Choosing not to bind (which by default also sets join = FALSE),

ipeds_init() |>
  ipeds_select(instnm, stabbr) |>
  ipeds_year(2022:2023) |>
  ipeds_get(bind = FALSE)

returns a list of two items: separate data.frames containing UNITID, institution name, state abbreviation, file name, and year for each year.

Returning to the original call, choosing either join = FALSE or bind = FALSE,

ipeds_init() |>
  ipeds_select(instnm, stabbr) |>
  ipeds_year(2023) |>
  ipeds_get(bind = FALSE)

will return a single data.frame in a list. Even though this is the same data (with the addition of the file name in the data.frame) as was returned in the first call — since all the requested data come from a single complete data file — ripeds returns a list instead of a data.frame object for the sake of consistency.

Speed and memory

The first data request requires a table of current complete data files to be in the tempdir(). If ipeds_init() does not find the table, one will be created by scraping the IPEDS website, munging the results, and storing the table in tempdir(). This step does not take long and once completed, will not need to be taken again for the rest of the session. Subsequent data pulls of the same size will be a little faster for not having to repeat this step.
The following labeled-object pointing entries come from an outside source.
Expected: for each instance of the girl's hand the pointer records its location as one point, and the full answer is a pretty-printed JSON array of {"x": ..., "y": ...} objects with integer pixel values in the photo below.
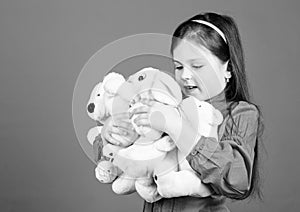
[
  {"x": 118, "y": 130},
  {"x": 157, "y": 116},
  {"x": 181, "y": 183}
]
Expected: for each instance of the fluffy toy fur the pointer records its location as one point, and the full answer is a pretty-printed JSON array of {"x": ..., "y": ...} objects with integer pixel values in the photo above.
[{"x": 151, "y": 155}]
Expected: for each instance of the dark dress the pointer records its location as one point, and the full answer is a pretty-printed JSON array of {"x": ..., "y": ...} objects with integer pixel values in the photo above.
[{"x": 228, "y": 170}]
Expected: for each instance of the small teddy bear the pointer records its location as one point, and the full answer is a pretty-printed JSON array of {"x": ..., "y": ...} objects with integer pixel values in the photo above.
[{"x": 100, "y": 107}]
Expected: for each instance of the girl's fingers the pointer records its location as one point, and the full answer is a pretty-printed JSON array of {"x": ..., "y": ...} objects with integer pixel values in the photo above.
[
  {"x": 124, "y": 125},
  {"x": 118, "y": 131},
  {"x": 110, "y": 139},
  {"x": 142, "y": 119},
  {"x": 138, "y": 110}
]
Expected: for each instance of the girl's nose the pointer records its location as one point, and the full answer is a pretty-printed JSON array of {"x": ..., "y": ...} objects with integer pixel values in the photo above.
[{"x": 186, "y": 74}]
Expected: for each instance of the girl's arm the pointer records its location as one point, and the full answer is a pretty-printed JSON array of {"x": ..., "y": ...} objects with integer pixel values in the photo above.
[{"x": 226, "y": 165}]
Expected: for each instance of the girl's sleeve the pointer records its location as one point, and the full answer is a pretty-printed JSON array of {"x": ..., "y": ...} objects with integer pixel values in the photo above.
[{"x": 226, "y": 165}]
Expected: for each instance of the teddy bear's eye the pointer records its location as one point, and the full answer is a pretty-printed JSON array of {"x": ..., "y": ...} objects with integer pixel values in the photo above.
[{"x": 142, "y": 77}]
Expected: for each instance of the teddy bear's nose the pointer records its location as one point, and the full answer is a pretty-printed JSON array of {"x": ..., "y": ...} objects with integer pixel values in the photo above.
[{"x": 91, "y": 107}]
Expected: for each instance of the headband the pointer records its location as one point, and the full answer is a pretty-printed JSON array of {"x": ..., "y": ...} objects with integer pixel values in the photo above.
[{"x": 212, "y": 26}]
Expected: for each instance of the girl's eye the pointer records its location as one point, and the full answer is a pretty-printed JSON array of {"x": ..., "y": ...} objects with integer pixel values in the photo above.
[
  {"x": 178, "y": 67},
  {"x": 197, "y": 66}
]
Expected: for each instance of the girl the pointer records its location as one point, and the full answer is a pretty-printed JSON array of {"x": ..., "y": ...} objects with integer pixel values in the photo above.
[{"x": 209, "y": 65}]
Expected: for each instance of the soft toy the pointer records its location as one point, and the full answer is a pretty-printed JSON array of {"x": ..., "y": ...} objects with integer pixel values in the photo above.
[
  {"x": 151, "y": 150},
  {"x": 152, "y": 154},
  {"x": 100, "y": 107},
  {"x": 184, "y": 182}
]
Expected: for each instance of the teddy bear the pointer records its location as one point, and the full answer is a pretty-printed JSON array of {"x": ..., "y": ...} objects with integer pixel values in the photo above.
[
  {"x": 152, "y": 147},
  {"x": 107, "y": 98},
  {"x": 153, "y": 154},
  {"x": 203, "y": 117},
  {"x": 150, "y": 157},
  {"x": 99, "y": 108}
]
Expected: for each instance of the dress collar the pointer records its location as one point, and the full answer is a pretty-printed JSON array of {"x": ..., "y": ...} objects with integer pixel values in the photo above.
[{"x": 219, "y": 102}]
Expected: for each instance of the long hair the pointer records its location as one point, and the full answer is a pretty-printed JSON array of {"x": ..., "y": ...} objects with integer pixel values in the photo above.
[{"x": 237, "y": 88}]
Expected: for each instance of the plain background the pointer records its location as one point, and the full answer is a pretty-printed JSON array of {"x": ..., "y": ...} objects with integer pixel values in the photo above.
[{"x": 43, "y": 47}]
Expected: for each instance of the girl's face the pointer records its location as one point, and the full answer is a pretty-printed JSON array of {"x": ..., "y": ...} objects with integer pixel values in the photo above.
[{"x": 198, "y": 72}]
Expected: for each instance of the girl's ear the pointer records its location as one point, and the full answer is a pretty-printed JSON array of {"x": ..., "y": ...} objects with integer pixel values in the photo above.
[{"x": 218, "y": 117}]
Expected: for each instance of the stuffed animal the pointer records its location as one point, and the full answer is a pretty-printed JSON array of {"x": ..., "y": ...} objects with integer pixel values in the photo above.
[
  {"x": 99, "y": 108},
  {"x": 184, "y": 182},
  {"x": 139, "y": 161},
  {"x": 152, "y": 154}
]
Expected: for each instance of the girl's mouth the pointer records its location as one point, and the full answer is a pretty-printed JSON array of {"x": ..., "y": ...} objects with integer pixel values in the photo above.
[{"x": 190, "y": 88}]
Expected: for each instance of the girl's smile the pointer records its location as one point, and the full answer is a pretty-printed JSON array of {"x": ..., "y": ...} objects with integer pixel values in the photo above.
[{"x": 198, "y": 71}]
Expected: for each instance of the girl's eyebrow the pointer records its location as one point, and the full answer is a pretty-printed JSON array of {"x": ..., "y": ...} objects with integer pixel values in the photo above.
[
  {"x": 197, "y": 59},
  {"x": 191, "y": 60}
]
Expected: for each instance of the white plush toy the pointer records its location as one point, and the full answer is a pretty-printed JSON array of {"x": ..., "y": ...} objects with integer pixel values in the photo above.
[
  {"x": 100, "y": 107},
  {"x": 151, "y": 155}
]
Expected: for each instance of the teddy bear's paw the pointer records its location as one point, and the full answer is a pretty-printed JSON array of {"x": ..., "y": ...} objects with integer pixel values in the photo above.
[
  {"x": 124, "y": 185},
  {"x": 105, "y": 172},
  {"x": 165, "y": 144},
  {"x": 148, "y": 193}
]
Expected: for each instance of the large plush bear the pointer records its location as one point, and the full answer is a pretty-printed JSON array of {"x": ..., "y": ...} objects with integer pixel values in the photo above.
[
  {"x": 99, "y": 108},
  {"x": 154, "y": 153}
]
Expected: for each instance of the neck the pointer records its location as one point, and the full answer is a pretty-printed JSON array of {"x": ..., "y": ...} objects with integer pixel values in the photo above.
[{"x": 219, "y": 102}]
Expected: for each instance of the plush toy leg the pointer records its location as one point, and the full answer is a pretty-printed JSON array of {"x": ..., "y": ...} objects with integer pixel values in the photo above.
[
  {"x": 124, "y": 185},
  {"x": 147, "y": 189},
  {"x": 182, "y": 183}
]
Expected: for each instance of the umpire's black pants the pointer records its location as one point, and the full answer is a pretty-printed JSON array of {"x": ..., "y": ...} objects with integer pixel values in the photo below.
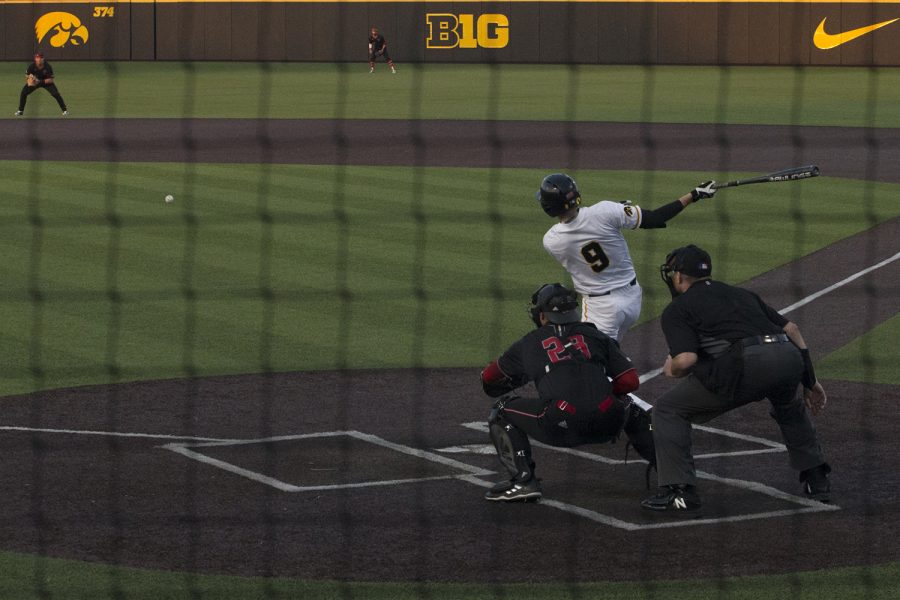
[
  {"x": 771, "y": 371},
  {"x": 28, "y": 89}
]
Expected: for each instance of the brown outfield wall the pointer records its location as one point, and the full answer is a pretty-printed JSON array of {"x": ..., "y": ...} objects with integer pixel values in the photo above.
[{"x": 588, "y": 32}]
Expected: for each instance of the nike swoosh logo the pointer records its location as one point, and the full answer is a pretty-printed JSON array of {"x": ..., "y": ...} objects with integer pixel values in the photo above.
[{"x": 827, "y": 41}]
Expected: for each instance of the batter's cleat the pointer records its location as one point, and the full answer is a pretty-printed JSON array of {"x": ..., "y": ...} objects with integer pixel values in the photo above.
[
  {"x": 815, "y": 483},
  {"x": 674, "y": 499},
  {"x": 515, "y": 491}
]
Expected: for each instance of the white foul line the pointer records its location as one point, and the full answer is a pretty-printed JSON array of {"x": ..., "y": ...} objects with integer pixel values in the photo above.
[
  {"x": 185, "y": 450},
  {"x": 840, "y": 283},
  {"x": 150, "y": 436}
]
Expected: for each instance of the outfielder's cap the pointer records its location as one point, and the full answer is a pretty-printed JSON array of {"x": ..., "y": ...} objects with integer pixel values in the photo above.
[{"x": 690, "y": 260}]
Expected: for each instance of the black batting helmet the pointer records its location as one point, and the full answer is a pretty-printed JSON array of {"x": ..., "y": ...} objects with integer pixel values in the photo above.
[
  {"x": 558, "y": 194},
  {"x": 558, "y": 303}
]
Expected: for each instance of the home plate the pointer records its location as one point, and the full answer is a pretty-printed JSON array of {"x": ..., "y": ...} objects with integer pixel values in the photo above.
[{"x": 468, "y": 449}]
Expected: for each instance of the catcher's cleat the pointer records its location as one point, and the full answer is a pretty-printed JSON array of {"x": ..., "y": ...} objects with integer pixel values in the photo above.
[
  {"x": 815, "y": 483},
  {"x": 515, "y": 491},
  {"x": 674, "y": 499}
]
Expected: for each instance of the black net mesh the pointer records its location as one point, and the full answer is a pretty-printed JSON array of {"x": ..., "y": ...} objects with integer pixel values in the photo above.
[{"x": 299, "y": 434}]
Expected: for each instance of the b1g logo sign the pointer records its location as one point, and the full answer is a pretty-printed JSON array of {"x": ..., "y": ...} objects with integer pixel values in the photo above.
[
  {"x": 61, "y": 29},
  {"x": 447, "y": 31}
]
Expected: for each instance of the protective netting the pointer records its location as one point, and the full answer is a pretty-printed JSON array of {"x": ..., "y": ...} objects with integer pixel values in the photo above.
[{"x": 314, "y": 429}]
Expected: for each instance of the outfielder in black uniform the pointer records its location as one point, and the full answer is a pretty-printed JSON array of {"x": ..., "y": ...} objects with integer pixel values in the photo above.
[
  {"x": 729, "y": 348},
  {"x": 378, "y": 47},
  {"x": 570, "y": 363},
  {"x": 39, "y": 74}
]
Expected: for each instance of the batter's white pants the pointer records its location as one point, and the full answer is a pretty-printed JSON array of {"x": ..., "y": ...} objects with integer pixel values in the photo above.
[{"x": 614, "y": 313}]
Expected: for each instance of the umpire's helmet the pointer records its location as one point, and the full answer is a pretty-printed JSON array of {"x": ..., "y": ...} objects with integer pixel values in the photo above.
[
  {"x": 558, "y": 303},
  {"x": 558, "y": 194}
]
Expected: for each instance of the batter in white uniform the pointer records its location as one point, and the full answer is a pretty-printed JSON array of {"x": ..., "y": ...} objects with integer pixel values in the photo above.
[{"x": 589, "y": 243}]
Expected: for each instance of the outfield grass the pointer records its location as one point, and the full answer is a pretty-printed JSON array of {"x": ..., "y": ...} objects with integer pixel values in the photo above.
[
  {"x": 843, "y": 96},
  {"x": 872, "y": 358},
  {"x": 104, "y": 281},
  {"x": 83, "y": 581}
]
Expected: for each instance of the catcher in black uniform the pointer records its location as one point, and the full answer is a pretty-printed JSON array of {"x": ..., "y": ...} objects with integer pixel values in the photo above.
[
  {"x": 39, "y": 74},
  {"x": 571, "y": 363},
  {"x": 378, "y": 47}
]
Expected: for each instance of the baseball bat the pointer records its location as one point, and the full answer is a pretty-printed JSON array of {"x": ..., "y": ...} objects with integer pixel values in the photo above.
[{"x": 786, "y": 175}]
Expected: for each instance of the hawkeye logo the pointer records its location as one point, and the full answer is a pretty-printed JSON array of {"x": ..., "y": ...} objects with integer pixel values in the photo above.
[
  {"x": 65, "y": 28},
  {"x": 446, "y": 31},
  {"x": 827, "y": 41}
]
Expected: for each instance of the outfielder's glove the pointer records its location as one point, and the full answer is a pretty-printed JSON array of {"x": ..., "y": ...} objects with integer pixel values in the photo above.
[{"x": 704, "y": 190}]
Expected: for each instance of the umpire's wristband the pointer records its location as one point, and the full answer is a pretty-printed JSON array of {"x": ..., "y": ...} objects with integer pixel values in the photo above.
[{"x": 809, "y": 375}]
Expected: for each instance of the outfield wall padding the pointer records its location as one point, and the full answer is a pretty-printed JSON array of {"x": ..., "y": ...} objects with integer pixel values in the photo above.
[{"x": 671, "y": 33}]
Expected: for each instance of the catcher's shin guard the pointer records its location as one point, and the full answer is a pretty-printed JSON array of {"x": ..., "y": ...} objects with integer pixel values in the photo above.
[
  {"x": 512, "y": 445},
  {"x": 639, "y": 429}
]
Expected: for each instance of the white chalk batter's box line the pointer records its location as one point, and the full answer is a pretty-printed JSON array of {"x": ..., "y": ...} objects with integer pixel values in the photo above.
[
  {"x": 185, "y": 449},
  {"x": 474, "y": 476},
  {"x": 471, "y": 474},
  {"x": 769, "y": 446},
  {"x": 806, "y": 505}
]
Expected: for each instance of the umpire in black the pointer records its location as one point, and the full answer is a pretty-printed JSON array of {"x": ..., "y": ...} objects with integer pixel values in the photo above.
[
  {"x": 39, "y": 74},
  {"x": 571, "y": 363},
  {"x": 729, "y": 348}
]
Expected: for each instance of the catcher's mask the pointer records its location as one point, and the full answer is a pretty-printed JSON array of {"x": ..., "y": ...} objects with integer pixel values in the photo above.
[
  {"x": 687, "y": 260},
  {"x": 558, "y": 303},
  {"x": 558, "y": 194}
]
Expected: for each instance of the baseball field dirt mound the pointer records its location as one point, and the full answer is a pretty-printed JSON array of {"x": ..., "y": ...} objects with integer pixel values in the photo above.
[{"x": 379, "y": 475}]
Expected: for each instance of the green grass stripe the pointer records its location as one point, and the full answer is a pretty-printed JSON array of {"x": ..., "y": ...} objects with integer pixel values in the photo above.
[
  {"x": 442, "y": 266},
  {"x": 872, "y": 358},
  {"x": 26, "y": 577},
  {"x": 842, "y": 96}
]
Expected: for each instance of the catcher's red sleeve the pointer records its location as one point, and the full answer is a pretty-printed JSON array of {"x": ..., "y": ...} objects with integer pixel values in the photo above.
[
  {"x": 492, "y": 374},
  {"x": 625, "y": 382}
]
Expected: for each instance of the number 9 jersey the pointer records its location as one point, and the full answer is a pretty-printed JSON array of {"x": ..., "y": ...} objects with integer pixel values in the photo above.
[{"x": 592, "y": 248}]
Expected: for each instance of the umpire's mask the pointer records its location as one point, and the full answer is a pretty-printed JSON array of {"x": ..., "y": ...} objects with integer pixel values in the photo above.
[{"x": 688, "y": 260}]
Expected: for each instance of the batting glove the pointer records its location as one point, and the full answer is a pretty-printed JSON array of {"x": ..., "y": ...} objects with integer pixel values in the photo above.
[{"x": 704, "y": 190}]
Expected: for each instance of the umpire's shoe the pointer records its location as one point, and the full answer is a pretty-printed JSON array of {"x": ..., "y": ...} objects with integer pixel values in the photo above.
[
  {"x": 815, "y": 483},
  {"x": 515, "y": 490},
  {"x": 675, "y": 499}
]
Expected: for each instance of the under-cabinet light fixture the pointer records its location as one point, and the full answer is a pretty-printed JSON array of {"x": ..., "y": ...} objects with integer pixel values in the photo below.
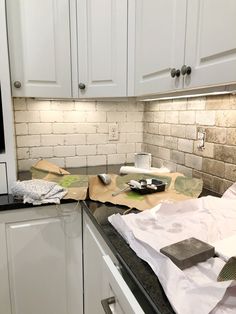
[{"x": 187, "y": 96}]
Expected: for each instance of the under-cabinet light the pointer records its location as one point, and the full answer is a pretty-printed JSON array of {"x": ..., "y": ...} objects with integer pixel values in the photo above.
[{"x": 188, "y": 96}]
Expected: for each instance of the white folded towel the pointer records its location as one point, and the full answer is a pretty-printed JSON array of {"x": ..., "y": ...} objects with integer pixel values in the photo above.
[{"x": 38, "y": 191}]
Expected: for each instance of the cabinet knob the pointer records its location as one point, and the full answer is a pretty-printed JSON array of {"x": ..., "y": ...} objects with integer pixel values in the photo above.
[
  {"x": 106, "y": 304},
  {"x": 186, "y": 70},
  {"x": 17, "y": 84},
  {"x": 82, "y": 86},
  {"x": 174, "y": 72}
]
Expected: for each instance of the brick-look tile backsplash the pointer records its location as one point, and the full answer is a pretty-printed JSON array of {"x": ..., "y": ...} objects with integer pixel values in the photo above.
[
  {"x": 170, "y": 135},
  {"x": 75, "y": 134}
]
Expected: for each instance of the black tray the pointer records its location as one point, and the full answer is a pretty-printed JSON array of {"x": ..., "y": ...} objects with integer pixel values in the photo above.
[{"x": 160, "y": 187}]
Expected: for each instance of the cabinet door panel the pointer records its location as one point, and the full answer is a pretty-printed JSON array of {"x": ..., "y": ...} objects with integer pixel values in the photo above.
[
  {"x": 160, "y": 35},
  {"x": 39, "y": 44},
  {"x": 211, "y": 42},
  {"x": 102, "y": 47}
]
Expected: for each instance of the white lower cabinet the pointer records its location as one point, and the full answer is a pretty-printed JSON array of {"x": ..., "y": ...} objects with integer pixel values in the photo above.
[
  {"x": 41, "y": 261},
  {"x": 105, "y": 290}
]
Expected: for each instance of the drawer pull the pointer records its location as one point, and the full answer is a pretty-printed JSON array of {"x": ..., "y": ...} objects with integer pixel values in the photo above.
[{"x": 106, "y": 304}]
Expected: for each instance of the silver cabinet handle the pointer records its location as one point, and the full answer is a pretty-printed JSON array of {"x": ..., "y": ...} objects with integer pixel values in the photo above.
[
  {"x": 82, "y": 86},
  {"x": 17, "y": 84},
  {"x": 106, "y": 304},
  {"x": 186, "y": 70}
]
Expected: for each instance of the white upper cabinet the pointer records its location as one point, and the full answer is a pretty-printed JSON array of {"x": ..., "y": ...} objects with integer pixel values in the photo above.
[
  {"x": 211, "y": 42},
  {"x": 160, "y": 36},
  {"x": 102, "y": 48},
  {"x": 197, "y": 37},
  {"x": 39, "y": 45}
]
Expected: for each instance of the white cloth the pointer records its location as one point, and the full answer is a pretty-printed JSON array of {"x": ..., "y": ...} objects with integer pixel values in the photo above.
[
  {"x": 194, "y": 290},
  {"x": 38, "y": 191}
]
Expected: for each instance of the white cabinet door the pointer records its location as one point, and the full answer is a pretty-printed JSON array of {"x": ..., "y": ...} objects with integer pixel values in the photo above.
[
  {"x": 42, "y": 258},
  {"x": 160, "y": 36},
  {"x": 39, "y": 45},
  {"x": 121, "y": 299},
  {"x": 102, "y": 48},
  {"x": 93, "y": 277},
  {"x": 102, "y": 279},
  {"x": 211, "y": 42}
]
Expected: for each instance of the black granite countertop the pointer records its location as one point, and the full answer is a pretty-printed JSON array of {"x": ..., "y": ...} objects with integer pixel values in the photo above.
[{"x": 142, "y": 280}]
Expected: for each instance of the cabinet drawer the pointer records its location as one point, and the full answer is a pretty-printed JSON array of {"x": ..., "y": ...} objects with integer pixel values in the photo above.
[
  {"x": 3, "y": 178},
  {"x": 121, "y": 299}
]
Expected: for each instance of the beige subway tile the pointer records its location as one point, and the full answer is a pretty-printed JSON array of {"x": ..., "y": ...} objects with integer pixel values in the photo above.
[
  {"x": 159, "y": 116},
  {"x": 193, "y": 161},
  {"x": 151, "y": 106},
  {"x": 134, "y": 116},
  {"x": 164, "y": 153},
  {"x": 40, "y": 128},
  {"x": 64, "y": 151},
  {"x": 134, "y": 137},
  {"x": 231, "y": 136},
  {"x": 148, "y": 116},
  {"x": 41, "y": 152},
  {"x": 85, "y": 106},
  {"x": 115, "y": 159},
  {"x": 38, "y": 105},
  {"x": 123, "y": 148},
  {"x": 21, "y": 128},
  {"x": 178, "y": 130},
  {"x": 196, "y": 103},
  {"x": 188, "y": 172},
  {"x": 127, "y": 127},
  {"x": 73, "y": 116},
  {"x": 220, "y": 102},
  {"x": 191, "y": 132},
  {"x": 187, "y": 117},
  {"x": 60, "y": 162},
  {"x": 129, "y": 158},
  {"x": 101, "y": 128},
  {"x": 116, "y": 116},
  {"x": 74, "y": 139},
  {"x": 213, "y": 167},
  {"x": 165, "y": 105},
  {"x": 62, "y": 105},
  {"x": 86, "y": 150},
  {"x": 106, "y": 149},
  {"x": 207, "y": 151},
  {"x": 179, "y": 104},
  {"x": 27, "y": 116},
  {"x": 216, "y": 135},
  {"x": 19, "y": 104},
  {"x": 26, "y": 164},
  {"x": 22, "y": 153},
  {"x": 164, "y": 129},
  {"x": 96, "y": 160},
  {"x": 225, "y": 153},
  {"x": 96, "y": 116},
  {"x": 28, "y": 140},
  {"x": 185, "y": 145},
  {"x": 226, "y": 118},
  {"x": 51, "y": 140},
  {"x": 51, "y": 116},
  {"x": 205, "y": 117},
  {"x": 110, "y": 106},
  {"x": 177, "y": 157},
  {"x": 97, "y": 138},
  {"x": 171, "y": 116},
  {"x": 219, "y": 185},
  {"x": 170, "y": 142},
  {"x": 153, "y": 128},
  {"x": 78, "y": 161}
]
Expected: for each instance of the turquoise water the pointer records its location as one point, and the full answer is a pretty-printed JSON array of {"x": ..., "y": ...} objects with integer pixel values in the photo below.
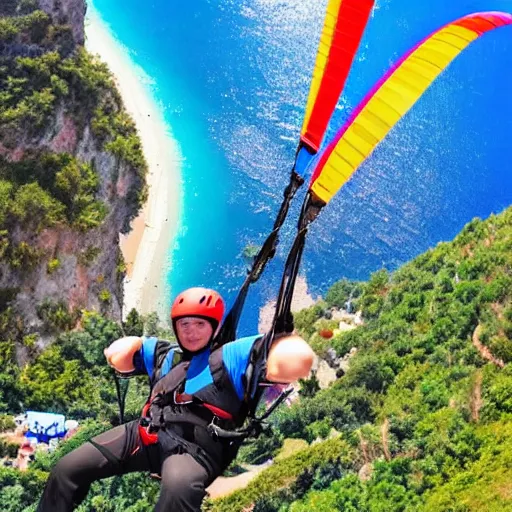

When making a data call, ripeds will first check whether any of the required complete data files are located in the tempdir() (this is assuming the user does not have the files on their machine and did not supply ipeds_init() with a local_dir). Any missing files will be downloaded to the tempdir(). For the rest of the session, these files will be available for subsequent data requests. This is especially useful in interactive sessions in which the user makes multiple similar calls: data in memory will not need to be downloaded again. This should make additional calls faster as more necessary files are in memory.

Individual complete data files are small: both the tables themselves and the zipped file in which they are downloaded. For most computers and situations, users should not find that they are taking up too much memory via temporary file storage in tempdir(). For older computers or situations in which memory must be kept open, however, users may wish to clear out their tempdir() within a session. If a user wants to keep the downloaded files, ipeds_tmp_to_disk() will save all IPEDS files in memory to the chosen directory. If a user does not care to save the files, they can just close the session and reopen a clean one. Alternatively, they may want to use something like:

file.remove(list.files(tempdir(), full.names = TRUE, pattern = ".zip"))

WARNING The code above will remove all *.zip files from tempdir(). If a user has saved other zipped files to tempdir() during the session, these will be deleted as well.